Stop and Search UK Police
Sir Bernard Hogan-Howe a recent increase stabbings in London arrived after officers decreased stoop and search 'hugely' Getty

A reduction in the number of stop and searches across Britain has led to an increase in the number of knife crimes, according to the country's most senior police officer.

Sir Bernard Hogan-Howe, the Metropolitan police commissioner, is said to be considering increasing the number of stop and searches in some areas of the UK after knife crime in in London rose by almost a quarter in the last year.

The Home Secretary Theresa May championed the move to decrease police stop and search powers, believing the tactic was a "waste of time".

There were reportedly more than 1,600 cases of youths being stabbed in the capital in the 12 months to May 2015, a 23% increase on the previous year.

Howe is now considering increasing the number of stop and searches being carried out by his officers in areas with high levels of knife crime and gang violence.

He told BBC London: "Over the last three years we have listened to feedback from the public about too much ineffective stop and search. We have worked to make it more targeted and have seen a broad reduction in violence, shootings and stabbings.

"But over the last three months there has been a rise in stabbings and that has caused us to review our position on stop and search. We were doing too much; repeatedly stopping people who have done nothing wrong can't be right. But if we are getting to the stage where people think they can carry knives with impunity, that can't be good for anyone.

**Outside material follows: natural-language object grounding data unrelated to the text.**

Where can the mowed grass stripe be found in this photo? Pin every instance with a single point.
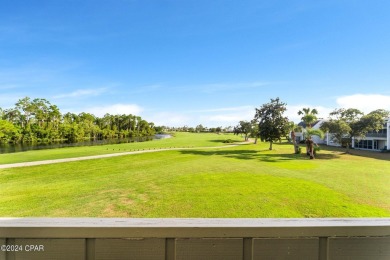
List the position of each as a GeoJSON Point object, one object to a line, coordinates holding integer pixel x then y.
{"type": "Point", "coordinates": [180, 140]}
{"type": "Point", "coordinates": [243, 181]}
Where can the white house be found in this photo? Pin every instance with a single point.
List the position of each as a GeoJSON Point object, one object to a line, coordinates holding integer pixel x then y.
{"type": "Point", "coordinates": [375, 141]}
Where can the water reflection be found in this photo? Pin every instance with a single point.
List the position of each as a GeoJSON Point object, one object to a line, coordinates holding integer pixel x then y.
{"type": "Point", "coordinates": [14, 148]}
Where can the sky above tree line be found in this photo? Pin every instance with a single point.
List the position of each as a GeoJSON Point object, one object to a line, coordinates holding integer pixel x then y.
{"type": "Point", "coordinates": [196, 62]}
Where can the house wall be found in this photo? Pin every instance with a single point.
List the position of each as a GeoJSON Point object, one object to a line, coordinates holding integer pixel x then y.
{"type": "Point", "coordinates": [388, 133]}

"Stop and search is a reasonable tactic when used in the right way. We don't want to see a return to a million stop and searches, but there is an argument for more use of stop and search focused on high knife crime areas and targeting gangs. Our 1,200 Trident Gang Crime officers have a big part to play in this.

"If we know people are violent and carry knives, then we have the power to prevent them hurting people and we should stop and search them every day.

"Being caught carrying a knife is less serious for the suspect than using it. There is draft legislation on the statute book which would lead to people being sent to prison for six months if they're twice caught carrying a knife. The same sort of legislation has worked to tackle gun crime. We need simplicity for these offences that gang members understand."

Following the comments made by Howe, May told the Times: "If the stop and searches do not continue to fall, if the use of these powers does not become more targeted, and stop-to-arrests ratios do not improve, then I will not hesitate to bring in primary legislation to make it happen."

A spokesman for the Mayor's Office for Policing and Crime said: "Overall, knife crime is at its lowest level in seven years and knife-crime-related deaths have fallen by around a third since 2008. However, we are not complacent."